La principal razón de esta pregunta es conocer si la credibilidad de los políticos puede aguantar un test de transparencia; viendo cómo actúan y se explican en sus declaraciones y discursos, con demasiada frecuencia, más que información sus intervenciones son un cúmulo de palabras cargadas de excesiva imaginación o manipulación, capaces de trucar o producir un flujo de ideas interesadas, en el que se mezclan en confusa unidad la mentira y la verdad. La verdad no tiene color, por más que la disfracen: si no es transparente no es verdad. Este no es un artículo para estar de acuerdo, sino para disentir si es menester, o para estar de acuerdo si así se considera. Es un artículo incómodo porque nos afecta a nosotros mismos y nos sitúa frente a nuestras certezas o dudas, frente a nuestras mentiras o verdades.

Considero un grave error confundir el entramado de nuestras opiniones y creencias con la verdad de la realidad. Entre la realidad y lo que una persona cree que es la realidad hay un abismo en cuya bruma o espejo se pueden proyectar todos los fantasmas que uno desee sin llegar a intuir las semillas de verdad o engaño que genera la ficción. En nuestro propio espejo, según el mito griego de la “Medusa” que convertía en piedra a quien la miraba fijamente a los ojos, podemos ver nuestra imagen convirtiendo en verdad lo que no son más que opiniones o creencias. Es la habilidad que tienen algunos políticos o medios de comunicación para jugar a que la vida tiene el sentido que ellos han decidido que tenga. El mensaje que une a la persona con la realidad puede llegar a ser una ficción. Sin embargo, rara vez se contempla en serio, y mucho menos a tiempo real, la posibilidad de que un mensaje esté provocando una alucinación y, mucho menos, una alucinación colectiva, a causa de ese peligroso defecto del pensamiento que, al no pensar, asocia la opinión de la mayoría con la verdad.
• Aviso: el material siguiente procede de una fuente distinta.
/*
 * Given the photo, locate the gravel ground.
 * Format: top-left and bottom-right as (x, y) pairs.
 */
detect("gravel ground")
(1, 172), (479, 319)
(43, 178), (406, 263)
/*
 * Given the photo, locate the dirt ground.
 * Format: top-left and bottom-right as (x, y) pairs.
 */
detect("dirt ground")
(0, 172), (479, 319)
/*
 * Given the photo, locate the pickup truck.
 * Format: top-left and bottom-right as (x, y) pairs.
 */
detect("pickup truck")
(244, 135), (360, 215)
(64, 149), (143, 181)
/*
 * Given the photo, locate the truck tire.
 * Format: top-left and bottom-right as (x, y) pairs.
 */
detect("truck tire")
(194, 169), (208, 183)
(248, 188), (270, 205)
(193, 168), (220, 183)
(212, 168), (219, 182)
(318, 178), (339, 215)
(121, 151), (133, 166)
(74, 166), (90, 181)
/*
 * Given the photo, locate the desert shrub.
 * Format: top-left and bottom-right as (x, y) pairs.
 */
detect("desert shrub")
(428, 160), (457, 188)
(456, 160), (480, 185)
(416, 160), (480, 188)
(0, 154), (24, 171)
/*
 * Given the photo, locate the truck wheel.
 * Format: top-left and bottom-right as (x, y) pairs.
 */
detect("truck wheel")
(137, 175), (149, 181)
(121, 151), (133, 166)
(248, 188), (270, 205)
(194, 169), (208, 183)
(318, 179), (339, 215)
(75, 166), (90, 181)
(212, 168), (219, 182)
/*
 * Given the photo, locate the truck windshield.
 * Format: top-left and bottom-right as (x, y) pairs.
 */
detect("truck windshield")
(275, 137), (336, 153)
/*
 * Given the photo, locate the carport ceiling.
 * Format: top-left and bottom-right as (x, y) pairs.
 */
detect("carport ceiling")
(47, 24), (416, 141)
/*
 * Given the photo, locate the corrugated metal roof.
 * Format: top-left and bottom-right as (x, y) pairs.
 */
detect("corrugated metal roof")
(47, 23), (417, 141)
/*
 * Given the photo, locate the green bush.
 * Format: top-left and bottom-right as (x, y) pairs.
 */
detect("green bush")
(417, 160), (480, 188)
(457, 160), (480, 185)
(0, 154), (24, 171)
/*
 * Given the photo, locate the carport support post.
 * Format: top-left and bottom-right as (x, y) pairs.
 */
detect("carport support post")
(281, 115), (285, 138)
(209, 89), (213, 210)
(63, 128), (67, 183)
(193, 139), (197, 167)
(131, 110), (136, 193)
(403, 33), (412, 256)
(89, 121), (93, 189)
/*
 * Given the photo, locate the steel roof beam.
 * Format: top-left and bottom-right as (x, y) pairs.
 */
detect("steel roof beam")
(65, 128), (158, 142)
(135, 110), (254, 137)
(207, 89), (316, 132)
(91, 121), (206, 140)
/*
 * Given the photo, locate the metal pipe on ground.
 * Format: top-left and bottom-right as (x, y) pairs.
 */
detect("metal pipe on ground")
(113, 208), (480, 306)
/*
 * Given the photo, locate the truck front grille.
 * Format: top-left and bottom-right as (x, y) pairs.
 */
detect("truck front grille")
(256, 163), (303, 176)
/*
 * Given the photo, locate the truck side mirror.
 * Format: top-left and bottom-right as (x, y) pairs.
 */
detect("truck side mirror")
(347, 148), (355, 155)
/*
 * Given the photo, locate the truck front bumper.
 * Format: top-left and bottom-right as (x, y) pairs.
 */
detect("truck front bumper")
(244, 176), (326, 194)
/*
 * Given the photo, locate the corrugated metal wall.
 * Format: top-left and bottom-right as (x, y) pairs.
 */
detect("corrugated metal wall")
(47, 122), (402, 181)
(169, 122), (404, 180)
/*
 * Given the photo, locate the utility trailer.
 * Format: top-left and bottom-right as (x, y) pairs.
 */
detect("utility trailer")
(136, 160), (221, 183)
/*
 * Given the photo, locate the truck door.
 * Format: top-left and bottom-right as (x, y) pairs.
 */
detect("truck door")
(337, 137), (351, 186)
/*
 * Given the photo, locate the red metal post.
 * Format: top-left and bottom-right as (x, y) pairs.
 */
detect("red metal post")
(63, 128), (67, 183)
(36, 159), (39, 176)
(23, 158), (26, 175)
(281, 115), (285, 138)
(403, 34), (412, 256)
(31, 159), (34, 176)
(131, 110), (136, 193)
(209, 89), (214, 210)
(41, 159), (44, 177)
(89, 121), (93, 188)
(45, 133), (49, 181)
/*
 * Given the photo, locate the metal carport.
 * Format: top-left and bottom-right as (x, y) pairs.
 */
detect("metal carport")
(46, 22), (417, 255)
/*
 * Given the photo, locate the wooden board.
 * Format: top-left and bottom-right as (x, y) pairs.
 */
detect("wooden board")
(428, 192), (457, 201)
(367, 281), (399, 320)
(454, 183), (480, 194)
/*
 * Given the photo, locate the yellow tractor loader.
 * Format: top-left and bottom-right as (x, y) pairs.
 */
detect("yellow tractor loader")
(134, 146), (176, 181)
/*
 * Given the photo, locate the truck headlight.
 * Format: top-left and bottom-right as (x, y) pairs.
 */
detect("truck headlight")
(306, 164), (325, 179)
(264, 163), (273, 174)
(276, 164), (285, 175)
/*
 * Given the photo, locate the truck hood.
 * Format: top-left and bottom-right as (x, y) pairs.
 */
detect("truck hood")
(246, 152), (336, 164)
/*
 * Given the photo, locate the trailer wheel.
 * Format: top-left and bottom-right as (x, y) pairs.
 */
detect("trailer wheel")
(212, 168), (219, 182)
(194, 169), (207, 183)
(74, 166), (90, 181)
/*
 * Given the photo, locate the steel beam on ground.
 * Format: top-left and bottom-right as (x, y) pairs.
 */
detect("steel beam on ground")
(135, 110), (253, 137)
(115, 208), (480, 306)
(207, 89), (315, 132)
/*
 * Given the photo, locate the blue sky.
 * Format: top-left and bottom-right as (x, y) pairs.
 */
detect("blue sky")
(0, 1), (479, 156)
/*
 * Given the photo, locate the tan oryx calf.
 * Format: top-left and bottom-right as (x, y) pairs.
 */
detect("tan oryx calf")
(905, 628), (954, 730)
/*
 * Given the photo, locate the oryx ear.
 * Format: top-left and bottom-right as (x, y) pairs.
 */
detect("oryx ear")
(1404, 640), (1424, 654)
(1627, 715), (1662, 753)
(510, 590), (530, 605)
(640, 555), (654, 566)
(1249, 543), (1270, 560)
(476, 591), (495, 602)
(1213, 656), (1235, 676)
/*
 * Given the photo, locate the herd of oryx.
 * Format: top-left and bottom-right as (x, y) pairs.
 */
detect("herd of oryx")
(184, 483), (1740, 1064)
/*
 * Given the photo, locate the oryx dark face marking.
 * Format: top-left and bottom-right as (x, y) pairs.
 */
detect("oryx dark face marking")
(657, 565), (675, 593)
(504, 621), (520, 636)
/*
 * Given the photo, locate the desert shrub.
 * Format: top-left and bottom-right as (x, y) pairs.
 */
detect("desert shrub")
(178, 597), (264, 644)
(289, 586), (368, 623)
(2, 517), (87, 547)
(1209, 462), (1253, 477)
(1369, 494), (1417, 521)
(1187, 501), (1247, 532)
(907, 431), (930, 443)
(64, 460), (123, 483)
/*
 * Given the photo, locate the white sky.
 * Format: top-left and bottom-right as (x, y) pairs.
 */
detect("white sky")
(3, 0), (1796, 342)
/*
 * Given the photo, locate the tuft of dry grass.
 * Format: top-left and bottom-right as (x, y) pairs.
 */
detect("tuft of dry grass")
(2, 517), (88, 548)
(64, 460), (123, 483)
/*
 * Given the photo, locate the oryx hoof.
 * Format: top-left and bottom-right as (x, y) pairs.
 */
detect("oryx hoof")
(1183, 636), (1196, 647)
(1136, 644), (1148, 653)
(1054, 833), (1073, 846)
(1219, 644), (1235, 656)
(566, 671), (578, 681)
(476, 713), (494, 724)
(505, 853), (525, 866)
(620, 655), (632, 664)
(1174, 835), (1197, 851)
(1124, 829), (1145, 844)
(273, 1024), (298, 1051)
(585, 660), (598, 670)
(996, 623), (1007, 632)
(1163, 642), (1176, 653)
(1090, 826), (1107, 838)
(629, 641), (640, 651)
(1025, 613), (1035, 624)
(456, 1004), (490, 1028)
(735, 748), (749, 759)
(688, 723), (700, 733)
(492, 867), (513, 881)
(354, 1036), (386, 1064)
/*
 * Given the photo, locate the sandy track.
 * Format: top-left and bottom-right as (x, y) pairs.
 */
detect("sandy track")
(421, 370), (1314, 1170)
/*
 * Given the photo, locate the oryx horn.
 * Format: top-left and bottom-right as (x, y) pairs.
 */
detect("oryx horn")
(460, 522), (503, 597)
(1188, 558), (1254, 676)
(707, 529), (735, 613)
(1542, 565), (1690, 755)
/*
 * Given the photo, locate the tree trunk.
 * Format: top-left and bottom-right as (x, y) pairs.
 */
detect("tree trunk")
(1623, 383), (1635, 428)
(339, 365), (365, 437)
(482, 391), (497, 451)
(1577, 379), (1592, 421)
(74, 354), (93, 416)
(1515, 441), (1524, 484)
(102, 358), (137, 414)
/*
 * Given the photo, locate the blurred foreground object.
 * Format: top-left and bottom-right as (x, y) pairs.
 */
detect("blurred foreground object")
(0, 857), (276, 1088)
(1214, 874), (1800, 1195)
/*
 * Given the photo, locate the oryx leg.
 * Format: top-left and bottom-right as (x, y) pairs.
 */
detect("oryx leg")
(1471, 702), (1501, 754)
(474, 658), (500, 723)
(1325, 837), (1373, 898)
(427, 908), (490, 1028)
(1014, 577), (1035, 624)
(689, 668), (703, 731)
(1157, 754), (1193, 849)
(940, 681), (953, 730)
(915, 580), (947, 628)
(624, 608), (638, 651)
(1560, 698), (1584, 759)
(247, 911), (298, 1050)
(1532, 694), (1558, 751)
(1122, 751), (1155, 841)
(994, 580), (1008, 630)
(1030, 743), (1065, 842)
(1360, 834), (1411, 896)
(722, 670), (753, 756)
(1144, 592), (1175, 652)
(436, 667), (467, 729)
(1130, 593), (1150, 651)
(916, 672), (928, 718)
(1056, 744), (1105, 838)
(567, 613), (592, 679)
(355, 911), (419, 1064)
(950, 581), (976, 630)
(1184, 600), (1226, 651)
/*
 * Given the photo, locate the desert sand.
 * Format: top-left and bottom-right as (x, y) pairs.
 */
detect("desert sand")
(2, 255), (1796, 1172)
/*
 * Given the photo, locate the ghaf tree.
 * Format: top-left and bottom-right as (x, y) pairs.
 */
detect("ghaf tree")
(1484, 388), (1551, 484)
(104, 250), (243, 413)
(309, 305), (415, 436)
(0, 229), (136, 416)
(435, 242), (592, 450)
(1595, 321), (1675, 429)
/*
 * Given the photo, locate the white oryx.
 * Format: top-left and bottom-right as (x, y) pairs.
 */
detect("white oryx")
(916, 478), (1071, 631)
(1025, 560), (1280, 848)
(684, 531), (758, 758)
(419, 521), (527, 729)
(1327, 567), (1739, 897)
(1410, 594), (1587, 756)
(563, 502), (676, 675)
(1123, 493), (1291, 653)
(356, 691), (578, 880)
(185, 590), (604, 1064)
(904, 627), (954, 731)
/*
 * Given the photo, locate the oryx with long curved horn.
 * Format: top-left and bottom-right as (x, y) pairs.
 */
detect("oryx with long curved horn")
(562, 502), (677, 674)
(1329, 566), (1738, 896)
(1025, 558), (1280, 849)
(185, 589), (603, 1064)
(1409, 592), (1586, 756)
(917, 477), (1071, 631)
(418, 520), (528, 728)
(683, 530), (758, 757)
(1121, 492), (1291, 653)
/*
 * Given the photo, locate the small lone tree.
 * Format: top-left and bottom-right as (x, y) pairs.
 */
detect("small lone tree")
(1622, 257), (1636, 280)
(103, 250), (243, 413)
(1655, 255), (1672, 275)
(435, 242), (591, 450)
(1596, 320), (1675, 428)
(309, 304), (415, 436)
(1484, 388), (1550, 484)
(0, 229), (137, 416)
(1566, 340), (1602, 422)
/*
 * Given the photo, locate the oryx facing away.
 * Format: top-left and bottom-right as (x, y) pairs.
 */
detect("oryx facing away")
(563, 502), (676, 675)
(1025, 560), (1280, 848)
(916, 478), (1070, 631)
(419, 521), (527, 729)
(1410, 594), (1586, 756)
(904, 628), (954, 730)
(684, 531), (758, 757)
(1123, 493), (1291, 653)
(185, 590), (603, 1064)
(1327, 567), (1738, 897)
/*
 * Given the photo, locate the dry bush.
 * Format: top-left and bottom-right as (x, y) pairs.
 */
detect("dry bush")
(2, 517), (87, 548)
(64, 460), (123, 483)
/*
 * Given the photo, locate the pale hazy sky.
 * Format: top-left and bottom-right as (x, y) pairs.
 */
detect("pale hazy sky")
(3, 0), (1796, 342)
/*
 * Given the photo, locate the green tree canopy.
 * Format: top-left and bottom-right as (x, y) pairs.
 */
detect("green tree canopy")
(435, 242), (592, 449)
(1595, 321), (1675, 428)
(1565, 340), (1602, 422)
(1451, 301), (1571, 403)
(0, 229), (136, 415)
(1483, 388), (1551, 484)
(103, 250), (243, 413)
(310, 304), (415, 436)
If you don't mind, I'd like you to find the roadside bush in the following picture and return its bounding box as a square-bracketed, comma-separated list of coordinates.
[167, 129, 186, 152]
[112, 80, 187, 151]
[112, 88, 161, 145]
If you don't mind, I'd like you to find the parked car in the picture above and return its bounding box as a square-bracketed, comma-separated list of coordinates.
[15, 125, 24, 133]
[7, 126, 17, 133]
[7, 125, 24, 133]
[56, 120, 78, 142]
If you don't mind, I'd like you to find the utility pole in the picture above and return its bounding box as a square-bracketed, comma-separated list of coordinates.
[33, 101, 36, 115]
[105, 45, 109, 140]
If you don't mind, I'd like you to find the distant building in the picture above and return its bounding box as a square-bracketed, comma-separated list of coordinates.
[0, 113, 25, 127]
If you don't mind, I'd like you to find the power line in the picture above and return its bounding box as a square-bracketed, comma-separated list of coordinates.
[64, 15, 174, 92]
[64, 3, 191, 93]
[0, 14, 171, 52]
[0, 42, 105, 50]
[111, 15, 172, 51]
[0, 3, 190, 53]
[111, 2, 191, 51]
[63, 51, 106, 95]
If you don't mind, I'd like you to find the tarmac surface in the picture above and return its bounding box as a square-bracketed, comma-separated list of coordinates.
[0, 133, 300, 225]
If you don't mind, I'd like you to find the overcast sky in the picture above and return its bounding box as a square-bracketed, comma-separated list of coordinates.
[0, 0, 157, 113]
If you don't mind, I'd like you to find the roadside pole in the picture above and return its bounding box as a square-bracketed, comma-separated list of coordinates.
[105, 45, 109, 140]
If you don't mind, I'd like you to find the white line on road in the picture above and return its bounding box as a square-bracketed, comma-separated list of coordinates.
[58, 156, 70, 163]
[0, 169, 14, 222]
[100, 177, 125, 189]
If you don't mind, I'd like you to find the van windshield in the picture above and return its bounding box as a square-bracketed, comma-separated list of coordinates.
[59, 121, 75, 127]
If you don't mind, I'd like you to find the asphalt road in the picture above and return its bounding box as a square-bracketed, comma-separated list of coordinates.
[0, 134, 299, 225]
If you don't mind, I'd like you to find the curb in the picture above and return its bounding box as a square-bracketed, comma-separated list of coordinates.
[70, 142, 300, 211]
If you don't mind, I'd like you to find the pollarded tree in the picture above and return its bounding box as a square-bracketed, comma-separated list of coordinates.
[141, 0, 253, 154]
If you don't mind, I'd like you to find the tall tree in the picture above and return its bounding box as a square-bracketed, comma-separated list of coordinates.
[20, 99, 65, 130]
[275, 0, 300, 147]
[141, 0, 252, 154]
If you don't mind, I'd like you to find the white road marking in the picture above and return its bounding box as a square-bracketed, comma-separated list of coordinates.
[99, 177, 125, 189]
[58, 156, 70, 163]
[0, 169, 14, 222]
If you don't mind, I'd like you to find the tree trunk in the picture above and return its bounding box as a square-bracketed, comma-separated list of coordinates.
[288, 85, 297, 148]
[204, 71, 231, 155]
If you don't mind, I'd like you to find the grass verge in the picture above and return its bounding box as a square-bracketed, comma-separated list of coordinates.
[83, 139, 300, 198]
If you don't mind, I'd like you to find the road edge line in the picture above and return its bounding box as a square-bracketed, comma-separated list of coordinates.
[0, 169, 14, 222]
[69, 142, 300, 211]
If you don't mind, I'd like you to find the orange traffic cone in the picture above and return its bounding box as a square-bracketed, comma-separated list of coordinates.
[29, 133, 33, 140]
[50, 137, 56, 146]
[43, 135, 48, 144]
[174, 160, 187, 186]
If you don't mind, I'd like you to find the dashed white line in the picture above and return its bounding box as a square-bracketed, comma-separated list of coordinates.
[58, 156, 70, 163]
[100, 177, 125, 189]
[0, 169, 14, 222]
Quizá la principal lección que debemos aprender de la posibilidad de esta alucinación de asociar la opinión de la mayoría con la verdad es a no repetir los errores de creer que los que tienen el poder poseen también la verdad. Craso error, pues los que tienen el poder pueden comprar voluntades e imponer por conveniencia “sus” verdades. La mentira política ha conseguido el prodigio de abrir un portal mágico que sugiere la existencia de una realidad paralela y nada resulta más irracional que oponerse a la verdad de la realidad.

La realidad es dueña de sí misma y no se puede cambiar a voluntad de nuestro interés o capricho al pretender interpretarla según nuestras conveniencias. Nos hemos ido acostumbrando a tener una particular mirada sobre la realidad y, en ocasiones, nuestra forma de verla y de pensar nos parece inobjetable. Sin embargo, ¿qué es lo que sustenta nuestras ideas y opiniones? ¿Existe una única forma de ver y pensar la realidad? Tenemos experiencia, con más frecuencia en el mundo de la política, de que hay quien pretende adueñarse de la verdad como propiedad exclusiva, y escriturarla a nombre propio o de su partido.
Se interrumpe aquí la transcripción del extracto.